Kendilerini çevreye kanıtlama isteğinden doğar.Bunun biraz daha altındaki neden ; üstünlükle tatmin olmak, doyurulmaktır.Düşünce kibirindeki ileri aşamalarda takdir edilmek, sadece içselleşmeye başlayacağından, tatmini geciktirir ve yetersiz görülebilir, sosyalleşmeyi zorlaştırır.Fakat görünüm ve davranış üzerinden kazanılan kibir ulaşılması kolay, tatmini boldur.Bir bakış bile onaylanma kabul edildiğinden, kibiri sürdürmek artık farkında olunmadan üstünlük hissini geliştirmektedir.


Günümüz rekabet koşullarında kısa yoldan sıyrılmak moda-marka olgusunu küçümsenemeyecek boyutlara taşır ve gidişata bakılırsa yok olmayacağını tahmin etmek zor değildir.


Görünüş kibirini bir çok ortamda kabul ettirmek mümkündür.Var olan veya yaratılan bu tatmin tabanlı ortamlar, bir başka ortam için güç ve dayanak olacaktır.Kendine olan güven, çoğu zaman kırılamayacak ve antitezi sorgulatacak yansımalar meydana getirir. Her alanda olduğu gibi legalize etme de en önemli unsurdur. Yayılması, öncesinde kabul görmesi, basit mantıkların getirdiği kendine güven ile mümkündür.Hitap ettiği ortamın da düşünce kibirinin zorluğu karşısında gördüğü bu çözüm anlaşılacak, belki de uygulanacaktır.


Düşünce kibiri, görünümle elde edilmiş kibire göre daha saygın olmasına rağmen, kibir kibirdir ve sorun olma özelliğini korumaktadır.

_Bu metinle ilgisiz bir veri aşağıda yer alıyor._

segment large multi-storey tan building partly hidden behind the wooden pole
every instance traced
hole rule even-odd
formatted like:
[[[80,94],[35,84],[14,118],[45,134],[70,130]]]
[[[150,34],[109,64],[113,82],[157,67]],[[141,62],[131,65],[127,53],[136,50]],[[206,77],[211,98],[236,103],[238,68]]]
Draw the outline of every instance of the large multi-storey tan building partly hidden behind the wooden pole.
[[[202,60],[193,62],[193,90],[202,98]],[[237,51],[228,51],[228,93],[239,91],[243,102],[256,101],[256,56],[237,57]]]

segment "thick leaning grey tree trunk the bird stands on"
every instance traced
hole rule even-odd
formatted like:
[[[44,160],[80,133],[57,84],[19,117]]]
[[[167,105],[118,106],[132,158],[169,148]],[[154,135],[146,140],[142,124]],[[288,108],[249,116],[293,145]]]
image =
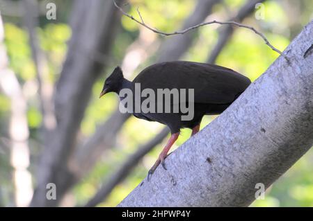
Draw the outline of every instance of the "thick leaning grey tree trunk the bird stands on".
[[[313,144],[313,21],[282,56],[119,206],[248,206]]]

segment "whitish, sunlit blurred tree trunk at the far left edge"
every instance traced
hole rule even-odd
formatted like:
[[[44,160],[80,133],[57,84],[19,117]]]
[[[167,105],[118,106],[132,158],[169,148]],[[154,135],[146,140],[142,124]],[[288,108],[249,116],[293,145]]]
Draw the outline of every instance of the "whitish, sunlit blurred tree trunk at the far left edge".
[[[8,66],[8,55],[4,42],[4,28],[0,15],[0,87],[10,98],[11,115],[9,124],[10,163],[13,167],[13,184],[16,206],[28,206],[33,186],[29,152],[29,127],[27,123],[27,103],[17,76]]]

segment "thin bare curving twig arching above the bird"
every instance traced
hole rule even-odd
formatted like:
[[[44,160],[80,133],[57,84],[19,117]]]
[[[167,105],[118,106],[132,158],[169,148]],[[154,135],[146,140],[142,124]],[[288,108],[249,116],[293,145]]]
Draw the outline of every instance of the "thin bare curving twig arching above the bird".
[[[234,25],[234,26],[239,26],[241,28],[247,28],[247,29],[250,29],[252,30],[254,33],[256,33],[257,35],[259,35],[260,37],[262,37],[262,39],[264,40],[265,44],[267,46],[269,46],[273,51],[276,51],[277,53],[279,53],[280,55],[282,55],[287,61],[288,58],[286,55],[284,55],[284,53],[282,53],[282,51],[278,50],[278,48],[275,48],[270,42],[268,42],[268,39],[262,34],[260,33],[258,30],[256,30],[255,28],[253,28],[252,26],[247,26],[245,24],[240,24],[239,22],[236,22],[236,21],[216,21],[216,20],[213,20],[213,21],[207,21],[207,22],[202,22],[200,24],[197,24],[195,26],[191,26],[191,27],[188,27],[188,28],[185,28],[184,30],[176,30],[175,32],[172,32],[172,33],[164,33],[160,30],[157,30],[157,28],[152,28],[150,26],[148,26],[147,24],[145,24],[143,22],[143,19],[141,17],[141,14],[137,8],[137,11],[138,11],[138,14],[140,15],[142,21],[139,21],[138,19],[136,19],[134,16],[132,15],[129,15],[127,12],[125,12],[122,8],[120,8],[120,6],[118,6],[118,4],[113,0],[113,3],[115,5],[116,8],[118,8],[118,10],[120,10],[122,12],[123,15],[129,17],[130,19],[136,21],[138,24],[141,24],[142,26],[144,26],[145,28],[149,29],[149,30],[152,30],[154,33],[157,33],[157,34],[160,34],[160,35],[164,35],[164,36],[170,36],[170,35],[183,35],[184,33],[187,33],[188,31],[190,30],[193,30],[195,28],[199,28],[201,26],[207,26],[209,24],[230,24],[230,25]]]

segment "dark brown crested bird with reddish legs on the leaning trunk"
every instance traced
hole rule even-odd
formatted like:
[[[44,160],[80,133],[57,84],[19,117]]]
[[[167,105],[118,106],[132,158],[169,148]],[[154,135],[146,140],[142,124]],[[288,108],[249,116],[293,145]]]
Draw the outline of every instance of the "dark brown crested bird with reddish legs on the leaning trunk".
[[[166,169],[164,159],[168,156],[172,144],[177,140],[181,128],[190,128],[192,130],[191,136],[196,134],[200,129],[200,122],[204,115],[222,113],[250,85],[251,81],[232,69],[214,64],[186,61],[162,62],[147,67],[132,82],[123,77],[120,67],[116,67],[111,76],[104,82],[100,97],[109,92],[120,95],[122,89],[129,89],[134,92],[133,94],[136,94],[136,83],[140,83],[141,92],[144,89],[150,89],[157,96],[158,89],[186,89],[186,100],[170,100],[171,112],[169,113],[164,112],[165,106],[168,105],[168,103],[165,103],[165,99],[161,103],[158,103],[158,98],[140,99],[141,103],[143,103],[143,100],[148,99],[150,105],[154,105],[156,110],[157,107],[163,105],[163,112],[146,112],[142,109],[140,112],[135,112],[135,105],[133,107],[125,105],[127,109],[131,109],[137,118],[157,121],[170,128],[170,139],[161,154],[159,154],[154,166],[149,170],[149,180],[150,175],[154,173],[160,163]],[[188,89],[193,89],[192,100],[188,97]],[[125,96],[120,95],[122,102],[124,99]],[[136,101],[135,96],[131,99]],[[193,107],[193,117],[188,121],[182,120],[182,116],[186,115],[186,112],[180,109],[180,105],[183,103],[186,107]],[[178,112],[173,111],[175,107],[178,107]]]

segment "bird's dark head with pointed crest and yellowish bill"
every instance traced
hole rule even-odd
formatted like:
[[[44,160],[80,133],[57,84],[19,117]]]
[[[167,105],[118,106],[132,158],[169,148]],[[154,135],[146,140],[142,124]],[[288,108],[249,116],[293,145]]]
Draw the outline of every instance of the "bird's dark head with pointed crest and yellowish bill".
[[[101,98],[102,96],[104,96],[104,94],[107,94],[109,92],[118,93],[122,88],[123,79],[124,76],[122,73],[122,69],[120,69],[120,67],[115,67],[111,75],[104,81],[104,85],[99,98]]]

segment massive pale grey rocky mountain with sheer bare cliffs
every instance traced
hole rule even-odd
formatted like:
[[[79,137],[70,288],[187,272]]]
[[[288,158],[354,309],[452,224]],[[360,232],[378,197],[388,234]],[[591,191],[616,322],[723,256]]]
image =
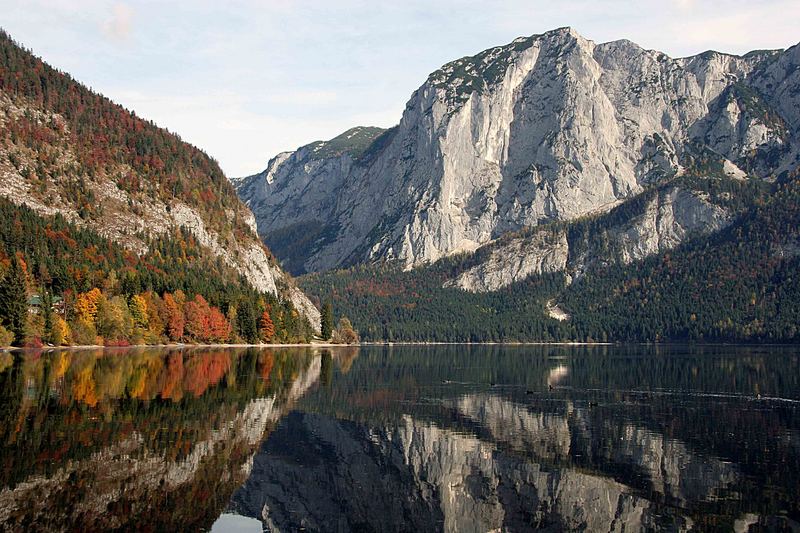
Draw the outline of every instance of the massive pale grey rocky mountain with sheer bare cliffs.
[[[444,65],[394,128],[280,154],[237,192],[283,264],[307,273],[415,267],[658,189],[620,221],[615,246],[630,261],[735,215],[670,185],[676,178],[774,182],[795,172],[798,65],[800,46],[675,59],[560,28]],[[490,290],[564,270],[563,239],[537,239],[494,248],[485,272],[453,283]]]

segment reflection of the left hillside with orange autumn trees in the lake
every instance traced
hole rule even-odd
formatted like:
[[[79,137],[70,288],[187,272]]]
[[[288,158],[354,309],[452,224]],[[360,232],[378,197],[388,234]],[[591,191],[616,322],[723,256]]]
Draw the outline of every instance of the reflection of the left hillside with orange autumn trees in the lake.
[[[0,525],[40,531],[208,528],[320,368],[308,350],[60,351],[2,364]]]

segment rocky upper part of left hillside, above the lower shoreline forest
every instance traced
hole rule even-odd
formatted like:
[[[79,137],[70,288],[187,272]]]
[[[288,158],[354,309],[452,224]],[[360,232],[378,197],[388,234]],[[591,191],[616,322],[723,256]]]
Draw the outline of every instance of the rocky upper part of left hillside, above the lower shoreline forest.
[[[0,32],[0,195],[141,256],[187,229],[253,288],[319,312],[256,234],[216,161],[77,83]]]

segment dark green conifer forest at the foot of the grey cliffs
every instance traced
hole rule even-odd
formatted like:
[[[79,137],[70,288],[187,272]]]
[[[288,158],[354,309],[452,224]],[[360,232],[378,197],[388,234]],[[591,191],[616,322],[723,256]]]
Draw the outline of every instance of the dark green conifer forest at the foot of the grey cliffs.
[[[494,292],[443,287],[474,263],[466,255],[407,272],[313,274],[302,286],[373,341],[797,341],[800,180],[736,190],[741,214],[726,229],[643,261],[598,262],[571,283],[553,273]],[[602,247],[614,216],[568,232]],[[553,307],[568,318],[553,318]]]

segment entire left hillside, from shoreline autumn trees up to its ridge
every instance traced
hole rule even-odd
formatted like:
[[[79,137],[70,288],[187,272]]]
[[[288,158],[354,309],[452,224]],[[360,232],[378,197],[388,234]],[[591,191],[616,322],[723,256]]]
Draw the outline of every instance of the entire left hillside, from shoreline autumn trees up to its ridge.
[[[0,198],[0,344],[298,341],[318,327],[212,158],[2,31]]]

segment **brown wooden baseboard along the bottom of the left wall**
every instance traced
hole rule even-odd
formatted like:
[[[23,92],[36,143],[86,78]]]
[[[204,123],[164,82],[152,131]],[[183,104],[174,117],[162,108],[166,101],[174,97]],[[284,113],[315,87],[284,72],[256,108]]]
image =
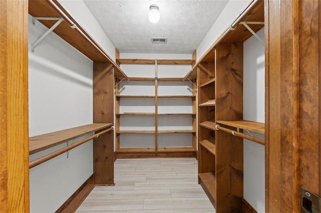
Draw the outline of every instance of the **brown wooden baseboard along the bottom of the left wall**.
[[[88,194],[95,187],[95,176],[92,174],[88,179],[64,202],[56,213],[75,212]]]

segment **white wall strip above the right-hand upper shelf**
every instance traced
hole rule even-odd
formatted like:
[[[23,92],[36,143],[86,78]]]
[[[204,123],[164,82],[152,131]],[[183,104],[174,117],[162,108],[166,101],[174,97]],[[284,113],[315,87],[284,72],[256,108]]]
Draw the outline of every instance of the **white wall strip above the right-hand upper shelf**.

Çok Önemli Not: Rica ediyorum modanın peşini bırakmayın.Tekstilciyim.Gözü dönmüş şekilde giyim alış-verişi yaptığınız sürece varım.2 yıldır moda-marka yaratmaya zorlanıyorum. İnşallah 2 sene içinde bir yolunu bulacağım.Cebinizdeki "ekstra" paraya talibim. Teşekkürler.

27 Nisan 2012 Cuma

Kibir vol:1

Beklenti içine girmeyenlerin de kibiri vardı.Bu kibir, ihtiyaç duyulan ilgiyi başkalarından karşılamak yerine insanın kendi içinde bir takım hedefler koyup, bu hedeflere yaklaştıkça ortaya çıkıyordu.Kendi kendimize ilgi gösteriyorduk.Hedefin yukarılarda olması olayı legalize etme çabasından başka bir şey de değildi.


İlgiye, beklentilere ihtiyaç duymamayı nasıl sağlardık? Taktığı maskeyi içselleştiren insanlar için bu zaten sorun teşkil etmez.Onlar açık açık ilgi çekme, onaylanma isteği için kendi hayatlarını şekillendiriyorlardı.Fakat bir çok şeyi kendini arındırma ve yukarılara çıkartma fırsatı olarak gören insanlar da mı tatmin olmak zorundaydılar?


Kibir'e ulaşmadan tatmin nasıl mümkün olabilirdi?Sonuçta kibir olmadan da yakınında tutacağın insanları seçmek mümkündü.


Kibir'i legalize etmenin yararı olmayacağı gibi, ihtiyacını açık açık göstermenin de korkulacak bir zayıflık olmadığını kabul etmek kolay, fazlasıyla kolay bir çözümdü.


Kibir'i içimizde büyütmeye yardımcı öğe "içselleştirmek" midir? Yani her yeni üstünlüğü büyüleyici görerek kendine yormak yanılgıdır.Bunun çözümü objektif yaşamakta olabilir. Fakat beğenmediğimiz şeylere ne kadar açığız? Beğenmediklerimizden keyif almamamız bizi bu amaçtan uzaklaştırır. Objektif olamamak da yeni bir sorundur.Bunu kazanmanın yolları aranmalıdır.


Her farkındalık yeni sorular getirir.Farkındalık aşamasında kalmak belki de, kibirin en aşağılık durumudur.